1987…… late 1987. I am in the home of the ‘family of music’ CBS Records in Soho Square, London. I’m there to meet Bob Clearmountain who is in London to work with our band and intends to re record one of our songs in order to make it sound like the smash record everyone tells us it should be. Bob’s in the A & R office and together we make our way to the studio where we’ll be working. I tell him how much I like the new Bruce Springsteen album. (Tunnel of Love has come out in September) He likes it too. We share a few sentences on the themes of love, disillusionment and fear which seem to rise to the surface from Tunnel of Love. ‘Yeah’ says Bob, as he looks bewildered at the London traffic, ‘ I said to him at the time,……’Has Julie heard these songs?’
A few months later Bruce Springsteen’s short marriage to Jilianne Phillips was over. The man who had paid to go through that Tunnel of Love had come out the other side a slightly more perplexed figure than the one who had gone in. He didn’t go up to the fat man sitting in the ticket office and ask for his money back but heck he did decide a few more shots on the waltzers might be worth the money. By spring ’88 I was in pole position to see the Tunnel of Love Express tour open in Madison Square Gardens NY. Bruce looked at Patti Scialfa all night and Patti looked back. The rest was history.
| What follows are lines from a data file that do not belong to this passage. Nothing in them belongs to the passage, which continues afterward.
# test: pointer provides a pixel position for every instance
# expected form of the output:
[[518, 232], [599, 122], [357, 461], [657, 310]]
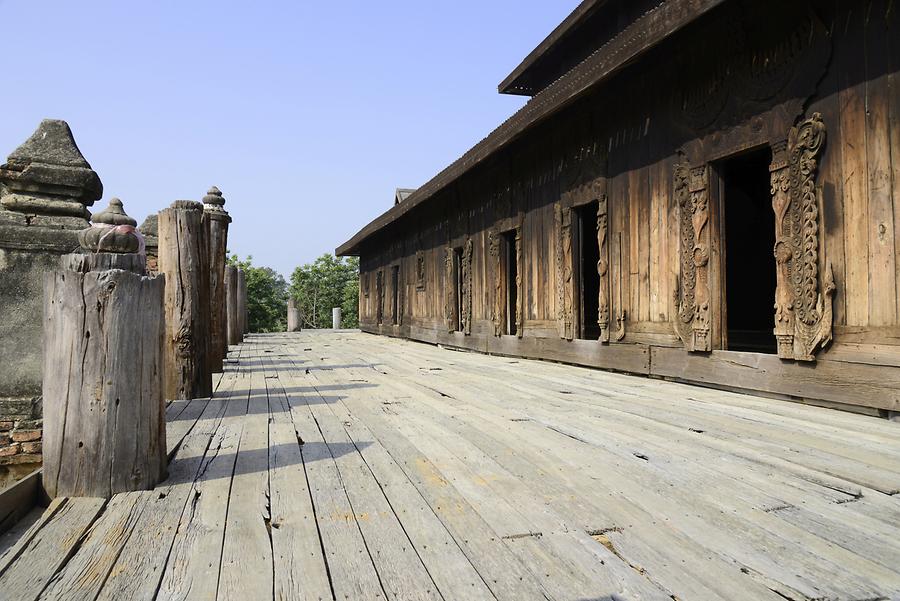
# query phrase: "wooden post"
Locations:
[[293, 316], [104, 416], [184, 259], [243, 320], [231, 305], [218, 219]]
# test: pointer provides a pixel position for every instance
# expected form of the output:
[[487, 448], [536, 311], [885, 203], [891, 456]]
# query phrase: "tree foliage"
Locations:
[[325, 283], [267, 294]]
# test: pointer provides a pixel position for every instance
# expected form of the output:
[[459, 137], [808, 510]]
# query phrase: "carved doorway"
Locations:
[[395, 295], [748, 270], [586, 268], [510, 269]]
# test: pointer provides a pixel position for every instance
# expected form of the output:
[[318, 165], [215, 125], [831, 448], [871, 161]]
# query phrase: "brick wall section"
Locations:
[[20, 441]]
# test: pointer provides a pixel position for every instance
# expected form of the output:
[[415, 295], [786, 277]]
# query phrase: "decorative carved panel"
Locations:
[[520, 297], [495, 258], [692, 287], [565, 281], [379, 296], [466, 292], [450, 290], [420, 270], [803, 300], [603, 268]]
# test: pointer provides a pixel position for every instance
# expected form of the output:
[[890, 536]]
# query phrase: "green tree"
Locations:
[[266, 296], [325, 283]]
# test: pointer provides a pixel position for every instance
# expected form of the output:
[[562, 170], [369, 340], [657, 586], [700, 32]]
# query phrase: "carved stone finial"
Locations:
[[48, 176], [114, 214], [113, 231], [214, 204]]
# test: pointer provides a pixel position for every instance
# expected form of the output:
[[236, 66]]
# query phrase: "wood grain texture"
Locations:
[[184, 260], [104, 428]]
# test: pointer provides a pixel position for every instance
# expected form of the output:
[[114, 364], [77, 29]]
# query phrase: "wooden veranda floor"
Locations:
[[349, 466]]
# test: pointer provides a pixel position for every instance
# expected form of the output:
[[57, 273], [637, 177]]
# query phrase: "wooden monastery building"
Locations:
[[704, 190]]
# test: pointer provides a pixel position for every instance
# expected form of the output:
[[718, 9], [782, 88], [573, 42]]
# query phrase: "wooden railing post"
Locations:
[[218, 219], [293, 316], [231, 305], [184, 260], [243, 318], [104, 417]]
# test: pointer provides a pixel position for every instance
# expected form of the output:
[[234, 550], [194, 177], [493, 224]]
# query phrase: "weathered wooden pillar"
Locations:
[[231, 305], [184, 260], [218, 219], [293, 316], [150, 230], [243, 320], [104, 417]]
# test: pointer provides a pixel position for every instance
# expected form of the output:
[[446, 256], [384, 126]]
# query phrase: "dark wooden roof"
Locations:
[[520, 81], [631, 42]]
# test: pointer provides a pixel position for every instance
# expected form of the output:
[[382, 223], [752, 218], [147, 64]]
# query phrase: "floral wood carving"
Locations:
[[520, 298], [450, 289], [466, 292], [379, 296], [803, 300], [692, 286], [564, 273], [420, 270], [494, 246], [603, 268]]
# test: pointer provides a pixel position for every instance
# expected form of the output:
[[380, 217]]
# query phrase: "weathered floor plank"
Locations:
[[339, 465]]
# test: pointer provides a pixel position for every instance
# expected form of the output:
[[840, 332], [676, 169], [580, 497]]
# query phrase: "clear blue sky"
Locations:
[[307, 114]]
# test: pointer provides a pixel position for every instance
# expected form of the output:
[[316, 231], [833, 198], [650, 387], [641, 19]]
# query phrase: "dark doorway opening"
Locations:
[[586, 267], [457, 289], [395, 294], [749, 240], [511, 271]]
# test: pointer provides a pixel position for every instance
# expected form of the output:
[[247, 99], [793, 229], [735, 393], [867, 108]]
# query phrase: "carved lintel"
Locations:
[[692, 300], [603, 268]]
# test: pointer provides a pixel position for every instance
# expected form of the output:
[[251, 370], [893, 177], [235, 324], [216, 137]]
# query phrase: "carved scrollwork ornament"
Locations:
[[603, 268], [692, 303], [803, 299]]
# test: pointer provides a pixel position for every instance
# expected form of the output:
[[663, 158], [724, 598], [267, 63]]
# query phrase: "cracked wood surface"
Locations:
[[348, 466]]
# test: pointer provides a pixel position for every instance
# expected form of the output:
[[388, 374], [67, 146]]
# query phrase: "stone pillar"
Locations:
[[104, 427], [184, 260], [46, 186], [293, 316], [243, 320], [231, 305], [150, 230], [217, 219]]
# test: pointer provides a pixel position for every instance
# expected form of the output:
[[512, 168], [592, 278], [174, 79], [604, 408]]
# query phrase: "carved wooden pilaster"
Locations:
[[520, 297], [803, 300], [621, 314], [450, 290], [603, 268], [692, 289], [564, 273], [466, 292], [494, 254]]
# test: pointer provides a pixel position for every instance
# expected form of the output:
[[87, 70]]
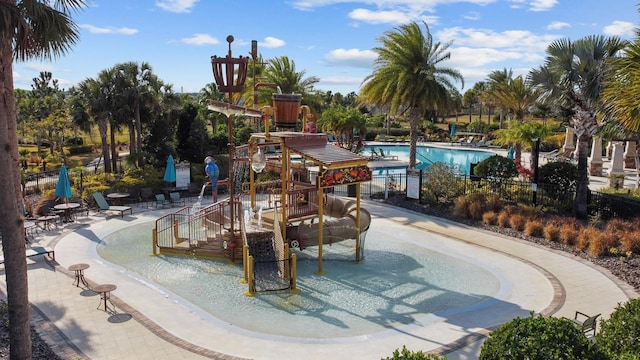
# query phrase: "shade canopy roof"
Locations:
[[316, 148]]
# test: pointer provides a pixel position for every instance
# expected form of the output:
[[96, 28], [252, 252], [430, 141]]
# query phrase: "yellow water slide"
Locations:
[[339, 225]]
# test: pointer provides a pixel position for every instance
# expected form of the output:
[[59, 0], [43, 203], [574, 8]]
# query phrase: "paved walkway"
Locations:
[[151, 324]]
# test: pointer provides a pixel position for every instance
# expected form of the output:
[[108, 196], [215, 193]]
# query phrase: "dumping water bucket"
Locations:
[[287, 108]]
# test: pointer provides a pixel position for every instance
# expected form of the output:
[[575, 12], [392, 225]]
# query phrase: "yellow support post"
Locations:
[[176, 233], [286, 263], [320, 226], [154, 242], [294, 275], [245, 264], [251, 291], [358, 223]]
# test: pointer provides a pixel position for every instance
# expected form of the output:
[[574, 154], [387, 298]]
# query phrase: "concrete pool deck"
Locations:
[[151, 324]]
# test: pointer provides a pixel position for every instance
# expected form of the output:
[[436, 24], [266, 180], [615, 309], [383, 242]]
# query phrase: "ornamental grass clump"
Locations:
[[601, 242], [551, 231], [586, 235], [503, 219], [569, 233], [534, 227], [630, 242], [517, 222], [489, 218]]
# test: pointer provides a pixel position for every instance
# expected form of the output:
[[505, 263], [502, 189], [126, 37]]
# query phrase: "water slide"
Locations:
[[339, 225]]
Five years earlier I was leaving Dundee to come to Glasgow. I remember trying to make sense of my friend, Andy’s 4 track cassette recorder. It was great. For five minutes it sounded like you were making an album. Drums on one track, bass, keys vocals…..wasn’t this how The Beatles did it? Bruce Springsteen also bought one. He set it up in his house and recorded what we now know as Nebraska. The story goes that Bob Ludwig refused to master it, and again the rest is history.
On Friday we celebrate the significant anniversaries of these two seminal albums. Some would say they may be the best albums Bruce has ever recorded. You can judge for yourselves but both records have drawn country artists in and we’ll play you some great covers of the songs as well as the unbeatable originals.
That’s not all. As promised we also chat to this band.
It’s Grizzly Bear who return with a great new album and we’ll ask all the right questions to the men from Brooklyn and hear some of these new songs.
All the usual mix of old and new from five past eight this Friday on BBC Radio Scotland.
In the world of synchronicity or is it serendipity…..whatever. As it so happens there has been a tribute album put together of Nebraska by Clubhouse Records UK. Its got all sorts of country/americana boys and girls on it which looks like a perfect fit for AC. Probably too late to feature this week, but then again ? (there are also a number of youtube clips up from this compilation).
Great post and bound to be a great show. 2 fantastic albums. I have a Nebraska tribute album which is well worth seeking out called Badlands.
Having to play catch-up with the show this week as I was out at a (decidedly un-AC) gig last Friday. I always love the forays into Springsteen’s back catalogue on the show, and both “Nebraska” and “Tunnel of Love” are albums that totally passed me by at the time, but resonate more with me now, and especially so thanks to your own commentary and insights, Ricky.
I also thought I would share the following article from Psychology Today entitled “Bruce Springsteen and the Politics of Meaning in America”, which joins in on this week’s examination of US politics too. I think I happened across it as Martyn Joseph—an artist who first made me peer beneath the surface of the Boss’s music, and who recorded a wonderfully stripped-down version of “One Step Up”, a personal favourite of mine, on his last album—shared it on Twitter. It’s a fascinating and truly resonant piece that once again serves to reinforce the potential for power and meaning in both the craft of songwriting and the art of performance, and illustrates the cultural and social significance of Springsteen’s body of work. There are even quotes from both Joe Biden and Hillary Clinton that might just indicate they’ve been listening to the Deacon Blue back catalogue!
http://www.psychologytoday.com/blog/what-is-he-thinking/201209/bruce-springsteen-and-the-politics-meaning-in-america
Anyway, all in all another great show. Loved the new song from Randy Newman (duly downloaded), and I’m looking forward to hearing more of Tift Merritt’s new album when it arrives in the mail later this week. Congratulations, too, on the success of “The Hipsters”—which grows on me further with every listen—and I trust you and the band will have a great time travelling together out on the road…
I just had to pop back to this post as I happened across a video of Martyn Joseph offering both an exquisite performance and perfect deconstruction of “One Step Up”, something I’ve heard him do live myself. Here, across ten minutes, is why I love both the song and this artist:
Adam,
Thanks so much for the Martyn Joseph link.